# Thread: What is the square root of 4?

1. ## What is the square root of 4?

square root of 4= ± 2
since 22 = 4
and (-2)2 = 4

is the above ture as we were taught that square root of 4=+2 only

2. Originally Posted by nazz
square root of 4= ± 2
since 22 = 4
and (-2)2 = 4

is the above ture as we were taught that square root of 4=+2 only
It is true that there are two square roots of 4, which are 2 and -2.

However, often we use "square root" to mean "principal square root" which is the nonnegative value, 2. With a radical sign $\sqrt{4}$ the value is by definition the principal square root. If we say "the square root" this is a pretty clear indication that we mean principal square root. Otherwise we would say "a square root." I think it is a slight abuse of terminology but doesn't really cause communication problems.

Square root - Wikipedia, the free encyclopedia

3. $\sqrt{4} = 2$ ... only

if $x^2 = 4$ , then $x = \pm 2$ ... there is a difference.

4. Originally Posted by nazz
square root of 4= ± 2
since 2(2) = 4
and (-2)2 = 4
is the above ture as we were taught that square root of 4=+2 only
Think of it this way: there are two square roots of 4, $\pm2$.

But the symbol $\sqrt{4}$ stands for only one number, $2$.

$-\sqrt{4}=-2$.

5. Originally Posted by Plato
Think of it this way: there are two square roots of 4, $\pm2$.

But the symbol $\sqrt{4}$ stands for only one number, $2$.

$-\sqrt{4}=-2$.
So symbol $\sqrt{-4}$ stands for $2i$ and $-2i$ is not included?

6. The reason we write the solution to $x^2= a$ as $\pm\sqrt{a}$ is that " $\sqrt{a}$" itself only stands for the "non-negative number such that x^2= a".

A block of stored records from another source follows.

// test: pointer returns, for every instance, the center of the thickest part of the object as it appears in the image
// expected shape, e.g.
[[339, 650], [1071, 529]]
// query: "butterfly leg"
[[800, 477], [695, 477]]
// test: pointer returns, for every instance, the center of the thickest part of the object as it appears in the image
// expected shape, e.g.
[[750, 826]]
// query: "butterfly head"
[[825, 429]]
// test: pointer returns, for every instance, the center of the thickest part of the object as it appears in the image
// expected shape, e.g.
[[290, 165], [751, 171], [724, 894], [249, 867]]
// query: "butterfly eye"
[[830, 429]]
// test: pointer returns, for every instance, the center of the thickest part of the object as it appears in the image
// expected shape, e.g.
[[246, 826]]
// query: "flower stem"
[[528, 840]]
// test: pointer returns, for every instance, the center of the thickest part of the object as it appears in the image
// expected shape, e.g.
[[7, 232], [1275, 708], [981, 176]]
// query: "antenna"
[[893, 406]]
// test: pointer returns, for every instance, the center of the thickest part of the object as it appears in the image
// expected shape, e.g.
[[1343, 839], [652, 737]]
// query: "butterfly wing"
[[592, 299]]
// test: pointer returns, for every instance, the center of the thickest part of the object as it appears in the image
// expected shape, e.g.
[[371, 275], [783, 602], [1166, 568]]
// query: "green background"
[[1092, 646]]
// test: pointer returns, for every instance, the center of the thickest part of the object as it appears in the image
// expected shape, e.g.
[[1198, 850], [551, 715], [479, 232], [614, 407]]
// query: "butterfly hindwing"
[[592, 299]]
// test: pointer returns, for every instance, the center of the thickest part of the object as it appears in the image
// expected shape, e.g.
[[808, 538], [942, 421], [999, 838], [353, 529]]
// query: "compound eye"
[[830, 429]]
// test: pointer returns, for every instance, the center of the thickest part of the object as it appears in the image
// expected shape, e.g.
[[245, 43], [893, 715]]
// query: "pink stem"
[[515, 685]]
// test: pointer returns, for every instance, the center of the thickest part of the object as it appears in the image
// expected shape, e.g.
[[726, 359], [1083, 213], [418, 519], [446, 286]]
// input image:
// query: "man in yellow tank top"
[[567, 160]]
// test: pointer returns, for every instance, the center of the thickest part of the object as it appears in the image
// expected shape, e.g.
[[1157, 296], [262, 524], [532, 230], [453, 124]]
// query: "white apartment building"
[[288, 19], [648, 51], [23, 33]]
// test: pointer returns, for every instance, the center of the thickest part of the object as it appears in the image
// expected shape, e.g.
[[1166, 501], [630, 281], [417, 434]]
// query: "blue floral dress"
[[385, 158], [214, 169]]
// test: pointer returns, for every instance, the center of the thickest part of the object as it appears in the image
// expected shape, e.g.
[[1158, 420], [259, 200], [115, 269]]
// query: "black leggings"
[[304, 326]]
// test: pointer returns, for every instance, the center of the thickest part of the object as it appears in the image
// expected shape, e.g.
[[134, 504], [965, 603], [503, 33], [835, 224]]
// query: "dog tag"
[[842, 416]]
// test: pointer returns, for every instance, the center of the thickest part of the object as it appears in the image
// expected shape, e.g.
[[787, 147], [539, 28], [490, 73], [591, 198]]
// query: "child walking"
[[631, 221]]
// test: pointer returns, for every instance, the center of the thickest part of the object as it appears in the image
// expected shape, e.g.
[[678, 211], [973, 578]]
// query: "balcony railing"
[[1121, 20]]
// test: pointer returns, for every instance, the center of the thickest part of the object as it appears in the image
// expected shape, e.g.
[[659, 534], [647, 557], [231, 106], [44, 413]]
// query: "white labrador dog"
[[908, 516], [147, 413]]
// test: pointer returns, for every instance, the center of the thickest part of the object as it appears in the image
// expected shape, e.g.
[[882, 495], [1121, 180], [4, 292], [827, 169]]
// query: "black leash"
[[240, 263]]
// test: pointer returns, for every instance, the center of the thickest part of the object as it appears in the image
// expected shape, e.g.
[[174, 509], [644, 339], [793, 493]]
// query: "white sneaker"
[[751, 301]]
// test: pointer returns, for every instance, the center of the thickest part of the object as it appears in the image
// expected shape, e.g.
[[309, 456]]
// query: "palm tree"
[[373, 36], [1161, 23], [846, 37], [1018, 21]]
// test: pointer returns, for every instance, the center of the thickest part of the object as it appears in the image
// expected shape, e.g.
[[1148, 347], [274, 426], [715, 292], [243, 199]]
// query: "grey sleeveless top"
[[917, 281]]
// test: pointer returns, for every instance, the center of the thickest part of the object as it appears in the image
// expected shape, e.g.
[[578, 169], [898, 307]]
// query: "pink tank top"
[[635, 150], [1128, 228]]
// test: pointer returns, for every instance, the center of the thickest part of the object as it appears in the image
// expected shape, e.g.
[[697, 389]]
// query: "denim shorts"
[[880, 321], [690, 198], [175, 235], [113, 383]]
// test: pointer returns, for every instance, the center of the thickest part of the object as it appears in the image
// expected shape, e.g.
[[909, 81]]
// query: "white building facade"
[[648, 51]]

But your last question raises an ambiguity. The real numbers can be "ordered"- that is we can define "less than" and so "positive", "negative", and "non-negative". Since the imaginary numbers are just a real number times i, we can do the same and say that "ai" is "positive" if and only if a is positive. In that sense we could define "the" square root of -4 as "2i" and not "-2i".

However, the complex numbers, as a whole, cannot be ordered in such a way that the basic rules for an "ordered field"
a) For any two numbers a and b, one and only one holds:
i) a= b
ii) a< b
iii) b< a
b) If a< b then a+ c< b+ c for all c
c) If a< b then ac< bc for all c such that c< 0.

Because of that, for general complex numbers we cannot define "positive" or "non-negative" and have no consistent way to distinguish between the two roots of " $x^2= i$". That is why, generally, we must allow multiple valued functions and take either root of $x^2= a$ as " $\sqrt{a}$".

That is why there is an ambiguity here. We can either consider " $\sqrt{-a}$", for a a positive real number, to be "[tex]i\sqrt{a}[/itex]" and assert only that single value as the square root, or we can consider " $\sqrt{-a}$ to be the square root of a complex number and so take both values as the "square root".

Strictly speaking the same problem occurs with square roots of positive real numbers, because the real numbers are a subset of the complex numbers. That is, we can think of $\sqrt{4}$ as the square root of a real number and so have value 2 only or we can think of it as the square root of the complex number 4+ 0i and assert that both 2 and -2 are correct. But the real numbers have a "precedence", at least historically, so that we almost never do the latter.